Despite this, President Trump was insistent on passing the pipeline when he took office in 2017. When Trump approved the pipeline after years of standstill, the Chamber’s President Thomas Donohue embraced the project as getting “the green light it has long deserved.” 

The Pipeline’s End: 2018-2021

Trump’s action pushed the Rosebud Sioux Tribe and the Fort Belknap Indian Community to take action similar to that taken by TransCanada just years before. In 2018, they sued the Trump Administration (with the help of the Native American Rights Fund) for “numerous violations of the law in the Keystone XL Pipeline permitting process,” such as the National Environmental Policy Act. The suit claimed the administration did not pay due respect to the pipeline’s environmental impact, as required by NEPA. This suit helped to slow the process down, with U.S. District Judge Brian Morris blocking the pipeline’s construction in late 2018, but the injunction was ultimately dissolved by the following June. This was a result of President Trump’s use of a presidential permit, bypassing the court case and making it irrelevant. The permit allowed the Trump Administration to forgo NEPA and continue with the pipeline regardless of impact.

The use of this permit was praised by the Chamber of Commerce, which stated that Trump “wants to create jobs and advance U.S. energy security,” things the pipeline is claimed to do. Despite this appearance of progress, the pipeline was not to continue for long. When Biden was elected in 2020, he promised to reverse this decision and end the pipeline, once and for all. This desire became a reality as soon as he took office, and Biden wasted no time, revoking the permit on day one.

When Biden announced plans to revoke its permit the president of the Chamber’s Global Energy Institute, Marty Durbin, issued a statement where he said “the Chamber opposes President Biden’s action,” as “the pipeline … is already under construction and has cleared countless legal and environmental hurdles.” He continues that this is a “politically motivated” decision “not grounded in science,” which “will harm consumers,” “put thousands of Americans in the building trades out of work,” and “impede the safe and efficient transport of oil."

When the pipeline was officially terminated, with the parent company of TC Energy choosing to end its bid and stop the project itself, Marty Durbin continued that “TC Energy’s decision to terminate the Keystone XL pipeline project is understandable, but necessary only because of the policy errors of the administration.” He further said that “the American people will lose the most by not having access to affordable and reliable energy that would have been safely and efficiently transported by the pipeline” and “the opportunity cost for thousands of American workers, some of which already have lost their jobs on this project, and the communities along the pipeline route that would have received millions in tax revenue to support their schools and infrastructure.” He finally ended by invoking our relationship with Canada, saying “this episode is also a black mark for our relationship.” 
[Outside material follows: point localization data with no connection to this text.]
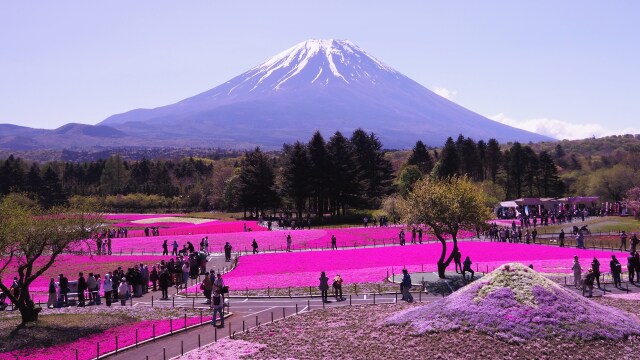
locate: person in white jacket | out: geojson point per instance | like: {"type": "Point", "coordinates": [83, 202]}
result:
{"type": "Point", "coordinates": [107, 286]}
{"type": "Point", "coordinates": [123, 289]}
{"type": "Point", "coordinates": [577, 272]}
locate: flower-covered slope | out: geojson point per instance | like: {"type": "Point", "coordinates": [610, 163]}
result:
{"type": "Point", "coordinates": [516, 304]}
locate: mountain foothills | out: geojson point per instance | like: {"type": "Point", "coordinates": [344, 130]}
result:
{"type": "Point", "coordinates": [324, 85]}
{"type": "Point", "coordinates": [335, 175]}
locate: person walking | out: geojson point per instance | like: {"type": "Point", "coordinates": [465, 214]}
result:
{"type": "Point", "coordinates": [636, 256]}
{"type": "Point", "coordinates": [324, 286]}
{"type": "Point", "coordinates": [164, 282]}
{"type": "Point", "coordinates": [616, 270]}
{"type": "Point", "coordinates": [207, 287]}
{"type": "Point", "coordinates": [174, 245]}
{"type": "Point", "coordinates": [254, 246]}
{"type": "Point", "coordinates": [53, 290]}
{"type": "Point", "coordinates": [595, 266]}
{"type": "Point", "coordinates": [165, 247]}
{"type": "Point", "coordinates": [406, 286]}
{"type": "Point", "coordinates": [82, 286]}
{"type": "Point", "coordinates": [588, 282]}
{"type": "Point", "coordinates": [457, 260]}
{"type": "Point", "coordinates": [123, 289]}
{"type": "Point", "coordinates": [154, 277]}
{"type": "Point", "coordinates": [634, 242]}
{"type": "Point", "coordinates": [623, 240]}
{"type": "Point", "coordinates": [227, 251]}
{"type": "Point", "coordinates": [467, 268]}
{"type": "Point", "coordinates": [63, 283]}
{"type": "Point", "coordinates": [107, 287]}
{"type": "Point", "coordinates": [337, 287]}
{"type": "Point", "coordinates": [577, 272]}
{"type": "Point", "coordinates": [217, 304]}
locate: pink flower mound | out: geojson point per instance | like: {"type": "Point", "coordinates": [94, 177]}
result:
{"type": "Point", "coordinates": [267, 240]}
{"type": "Point", "coordinates": [282, 270]}
{"type": "Point", "coordinates": [224, 349]}
{"type": "Point", "coordinates": [516, 304]}
{"type": "Point", "coordinates": [87, 348]}
{"type": "Point", "coordinates": [134, 217]}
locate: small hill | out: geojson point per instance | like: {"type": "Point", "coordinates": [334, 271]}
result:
{"type": "Point", "coordinates": [516, 304]}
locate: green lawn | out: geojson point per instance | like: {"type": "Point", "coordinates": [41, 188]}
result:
{"type": "Point", "coordinates": [609, 224]}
Christopher Guith, the Global Energy Institute’s Senior Vice President, further called it a “bad decision at the worst possible time.”

The Evolution of Public Opinion

Since 2013, as both awareness and climate activism grew substantially, support for the pipeline diminished. The below graph demonstrates the changes in public opinion on the pipeline from 2013 on.
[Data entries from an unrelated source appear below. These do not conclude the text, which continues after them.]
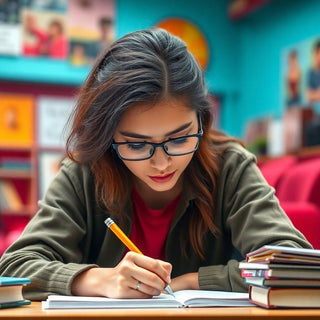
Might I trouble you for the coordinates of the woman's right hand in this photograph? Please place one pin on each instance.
(122, 281)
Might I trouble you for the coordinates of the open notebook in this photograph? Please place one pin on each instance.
(184, 298)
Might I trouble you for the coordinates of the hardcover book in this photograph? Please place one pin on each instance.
(285, 297)
(11, 292)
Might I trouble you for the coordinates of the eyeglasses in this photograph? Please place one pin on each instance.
(137, 151)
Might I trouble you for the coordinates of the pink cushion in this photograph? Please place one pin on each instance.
(301, 183)
(306, 218)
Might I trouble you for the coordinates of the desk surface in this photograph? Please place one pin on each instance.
(34, 311)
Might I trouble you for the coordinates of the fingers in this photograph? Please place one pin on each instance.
(151, 271)
(152, 275)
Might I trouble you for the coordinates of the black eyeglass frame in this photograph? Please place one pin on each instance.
(199, 135)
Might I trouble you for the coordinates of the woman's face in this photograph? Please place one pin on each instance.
(167, 119)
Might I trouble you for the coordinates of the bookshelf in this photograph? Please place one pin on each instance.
(31, 146)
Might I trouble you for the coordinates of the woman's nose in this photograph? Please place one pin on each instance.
(160, 160)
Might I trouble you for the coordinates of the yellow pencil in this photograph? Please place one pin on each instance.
(128, 243)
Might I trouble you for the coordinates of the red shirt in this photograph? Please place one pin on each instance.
(150, 227)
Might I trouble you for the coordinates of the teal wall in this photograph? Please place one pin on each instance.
(211, 17)
(245, 55)
(262, 37)
(244, 68)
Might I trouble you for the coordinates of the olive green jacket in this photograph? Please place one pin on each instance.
(68, 234)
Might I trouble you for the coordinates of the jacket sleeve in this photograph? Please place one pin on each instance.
(50, 250)
(250, 213)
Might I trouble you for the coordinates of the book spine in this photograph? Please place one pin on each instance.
(266, 305)
(245, 273)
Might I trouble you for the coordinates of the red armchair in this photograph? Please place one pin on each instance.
(299, 196)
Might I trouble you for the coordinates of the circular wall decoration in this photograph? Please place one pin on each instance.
(191, 35)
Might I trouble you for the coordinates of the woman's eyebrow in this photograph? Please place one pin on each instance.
(141, 136)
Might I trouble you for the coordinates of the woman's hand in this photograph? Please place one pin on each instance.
(136, 276)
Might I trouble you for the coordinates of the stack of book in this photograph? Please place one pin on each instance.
(281, 276)
(11, 292)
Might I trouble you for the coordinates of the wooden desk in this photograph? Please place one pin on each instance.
(34, 311)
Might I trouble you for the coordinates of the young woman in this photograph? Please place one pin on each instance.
(142, 151)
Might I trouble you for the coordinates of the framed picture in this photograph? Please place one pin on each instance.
(17, 120)
(49, 165)
(53, 114)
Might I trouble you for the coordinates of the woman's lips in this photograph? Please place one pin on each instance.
(162, 179)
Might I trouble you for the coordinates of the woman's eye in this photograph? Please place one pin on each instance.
(179, 140)
(136, 146)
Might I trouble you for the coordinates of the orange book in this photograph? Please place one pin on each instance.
(16, 120)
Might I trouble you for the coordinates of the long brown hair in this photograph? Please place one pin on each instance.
(143, 67)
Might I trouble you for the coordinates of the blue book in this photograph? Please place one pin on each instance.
(13, 281)
(11, 292)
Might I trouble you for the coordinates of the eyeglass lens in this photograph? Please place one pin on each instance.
(178, 146)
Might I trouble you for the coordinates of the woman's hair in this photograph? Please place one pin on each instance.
(144, 67)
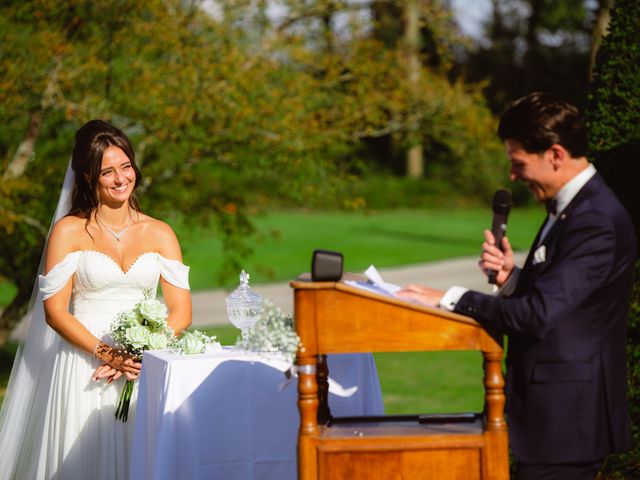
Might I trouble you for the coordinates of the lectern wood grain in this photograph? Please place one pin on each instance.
(337, 318)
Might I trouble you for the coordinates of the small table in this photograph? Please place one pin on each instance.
(228, 415)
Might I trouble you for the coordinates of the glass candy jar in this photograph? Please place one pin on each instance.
(243, 307)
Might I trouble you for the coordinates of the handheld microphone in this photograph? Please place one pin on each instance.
(501, 208)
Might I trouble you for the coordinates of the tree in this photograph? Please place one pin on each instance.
(613, 118)
(531, 45)
(217, 105)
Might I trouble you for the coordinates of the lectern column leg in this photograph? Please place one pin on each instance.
(496, 462)
(308, 405)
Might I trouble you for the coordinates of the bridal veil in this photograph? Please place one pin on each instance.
(23, 411)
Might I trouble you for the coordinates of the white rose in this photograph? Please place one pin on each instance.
(137, 337)
(130, 318)
(154, 312)
(191, 343)
(158, 341)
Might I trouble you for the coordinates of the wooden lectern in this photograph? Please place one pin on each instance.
(333, 317)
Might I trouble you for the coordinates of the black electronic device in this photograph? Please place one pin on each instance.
(326, 266)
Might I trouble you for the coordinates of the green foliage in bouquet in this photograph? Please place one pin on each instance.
(144, 327)
(273, 332)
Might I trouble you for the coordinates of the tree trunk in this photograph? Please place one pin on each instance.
(415, 164)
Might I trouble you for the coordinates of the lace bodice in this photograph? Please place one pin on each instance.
(101, 289)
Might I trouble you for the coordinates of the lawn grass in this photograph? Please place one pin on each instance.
(417, 382)
(286, 240)
(420, 382)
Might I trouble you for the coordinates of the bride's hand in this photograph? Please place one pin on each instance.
(119, 359)
(107, 372)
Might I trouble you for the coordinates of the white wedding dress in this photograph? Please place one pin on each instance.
(74, 434)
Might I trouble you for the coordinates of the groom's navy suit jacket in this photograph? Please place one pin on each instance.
(566, 324)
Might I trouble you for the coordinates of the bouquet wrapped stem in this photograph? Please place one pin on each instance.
(122, 412)
(144, 327)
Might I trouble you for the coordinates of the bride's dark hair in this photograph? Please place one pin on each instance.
(92, 139)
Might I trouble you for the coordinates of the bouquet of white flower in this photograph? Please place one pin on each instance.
(273, 332)
(144, 327)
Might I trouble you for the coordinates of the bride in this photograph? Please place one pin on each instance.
(57, 419)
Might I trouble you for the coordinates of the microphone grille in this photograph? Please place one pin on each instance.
(502, 202)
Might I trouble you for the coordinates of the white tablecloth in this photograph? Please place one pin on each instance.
(224, 415)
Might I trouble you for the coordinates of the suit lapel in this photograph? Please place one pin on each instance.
(587, 190)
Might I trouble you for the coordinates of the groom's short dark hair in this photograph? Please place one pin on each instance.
(539, 120)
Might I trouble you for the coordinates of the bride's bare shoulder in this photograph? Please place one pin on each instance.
(67, 235)
(166, 242)
(69, 227)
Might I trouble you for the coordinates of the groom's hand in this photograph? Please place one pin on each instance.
(497, 259)
(426, 295)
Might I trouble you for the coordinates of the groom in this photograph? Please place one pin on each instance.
(565, 311)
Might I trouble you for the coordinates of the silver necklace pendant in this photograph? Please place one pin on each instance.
(116, 235)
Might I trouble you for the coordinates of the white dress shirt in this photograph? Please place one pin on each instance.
(563, 198)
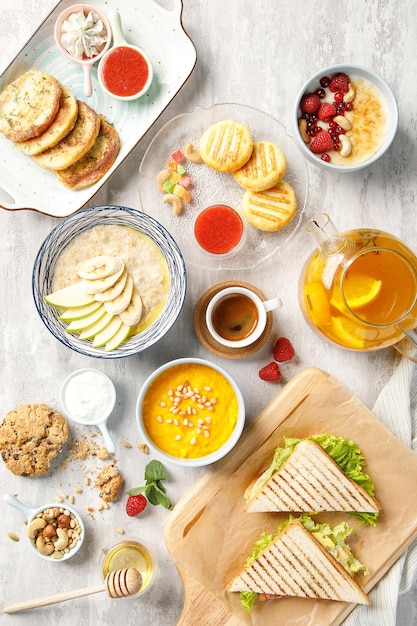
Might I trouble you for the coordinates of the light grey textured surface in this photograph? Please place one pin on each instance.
(253, 53)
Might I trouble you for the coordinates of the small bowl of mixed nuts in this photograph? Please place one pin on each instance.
(345, 118)
(54, 531)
Despite the XL pipeline posing a serious threat to several Native American communities, the Chamber’s focus was on cost and jobs. While they claim to support environmental justice, the Chamber’s record has shown otherwise, and this is just one example of their ardent support for fossil fuel interests.
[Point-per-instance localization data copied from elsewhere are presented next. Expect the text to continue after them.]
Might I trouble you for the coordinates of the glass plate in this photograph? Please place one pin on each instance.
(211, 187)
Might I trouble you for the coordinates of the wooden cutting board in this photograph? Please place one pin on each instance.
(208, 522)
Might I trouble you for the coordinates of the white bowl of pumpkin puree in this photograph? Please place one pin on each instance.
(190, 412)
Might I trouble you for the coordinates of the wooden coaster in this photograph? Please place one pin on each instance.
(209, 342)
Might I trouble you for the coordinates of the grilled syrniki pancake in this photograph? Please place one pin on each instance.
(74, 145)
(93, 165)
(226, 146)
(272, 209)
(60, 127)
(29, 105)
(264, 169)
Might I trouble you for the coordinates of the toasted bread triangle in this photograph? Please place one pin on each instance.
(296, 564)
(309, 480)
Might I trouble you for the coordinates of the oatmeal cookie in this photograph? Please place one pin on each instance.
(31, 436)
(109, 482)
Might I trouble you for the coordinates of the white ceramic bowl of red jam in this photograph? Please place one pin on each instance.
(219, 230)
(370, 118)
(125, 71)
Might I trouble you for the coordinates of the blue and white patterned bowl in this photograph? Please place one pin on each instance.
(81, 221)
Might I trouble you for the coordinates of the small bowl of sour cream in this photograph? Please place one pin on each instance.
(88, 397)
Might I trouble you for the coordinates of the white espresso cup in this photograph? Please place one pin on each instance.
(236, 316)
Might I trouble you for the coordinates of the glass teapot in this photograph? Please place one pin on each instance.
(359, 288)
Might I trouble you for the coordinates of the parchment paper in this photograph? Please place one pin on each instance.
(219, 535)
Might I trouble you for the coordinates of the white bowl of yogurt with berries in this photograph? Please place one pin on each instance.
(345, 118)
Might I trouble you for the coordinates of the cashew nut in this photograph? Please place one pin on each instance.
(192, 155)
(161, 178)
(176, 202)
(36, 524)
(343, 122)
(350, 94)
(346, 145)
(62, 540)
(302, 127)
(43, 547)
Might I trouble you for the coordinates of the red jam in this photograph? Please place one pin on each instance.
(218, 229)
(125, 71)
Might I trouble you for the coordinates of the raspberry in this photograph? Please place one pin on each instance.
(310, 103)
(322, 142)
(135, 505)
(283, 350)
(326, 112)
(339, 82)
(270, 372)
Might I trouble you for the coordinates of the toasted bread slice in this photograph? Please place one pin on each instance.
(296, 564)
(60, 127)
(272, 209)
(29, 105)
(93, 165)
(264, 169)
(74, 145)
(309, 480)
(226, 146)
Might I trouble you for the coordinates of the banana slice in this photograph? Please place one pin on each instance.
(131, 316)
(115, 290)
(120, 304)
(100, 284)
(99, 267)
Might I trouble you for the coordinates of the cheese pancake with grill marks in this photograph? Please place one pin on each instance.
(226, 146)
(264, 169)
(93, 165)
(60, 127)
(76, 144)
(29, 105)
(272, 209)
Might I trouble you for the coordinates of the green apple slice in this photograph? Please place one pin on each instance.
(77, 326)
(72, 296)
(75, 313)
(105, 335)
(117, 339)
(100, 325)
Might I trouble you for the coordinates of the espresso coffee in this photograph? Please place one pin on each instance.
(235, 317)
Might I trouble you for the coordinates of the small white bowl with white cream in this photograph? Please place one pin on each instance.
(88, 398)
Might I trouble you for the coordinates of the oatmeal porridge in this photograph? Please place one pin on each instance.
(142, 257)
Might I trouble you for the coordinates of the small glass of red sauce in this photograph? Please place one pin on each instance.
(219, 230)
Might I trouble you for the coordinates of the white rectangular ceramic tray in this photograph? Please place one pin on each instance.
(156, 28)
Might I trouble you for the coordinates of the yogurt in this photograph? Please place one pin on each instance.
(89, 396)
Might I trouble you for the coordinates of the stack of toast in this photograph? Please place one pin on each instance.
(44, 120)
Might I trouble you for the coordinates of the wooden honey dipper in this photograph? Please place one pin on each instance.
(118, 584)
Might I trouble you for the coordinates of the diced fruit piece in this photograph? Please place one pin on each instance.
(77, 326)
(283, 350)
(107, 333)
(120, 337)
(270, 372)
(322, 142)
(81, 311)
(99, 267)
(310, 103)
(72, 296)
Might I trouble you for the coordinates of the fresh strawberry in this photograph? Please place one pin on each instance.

The pressure Indigenous organizations placed on the pipeline's supporters and the publicity it garnered forced the Biden administration to hold to his word. Biden has been praised for ending the pipeline, with Faith Spotted Eagle, the founder of the Braveheart Alliance, calling it “an act of courage and restorative justice”. However, if Indigenous voices had not refused to be silenced and continued to find ways to delay the project, the Biden administration may not have recognized it as a key issue, or even if they did, it may have been too late to stop it when Biden took office in January of 2021.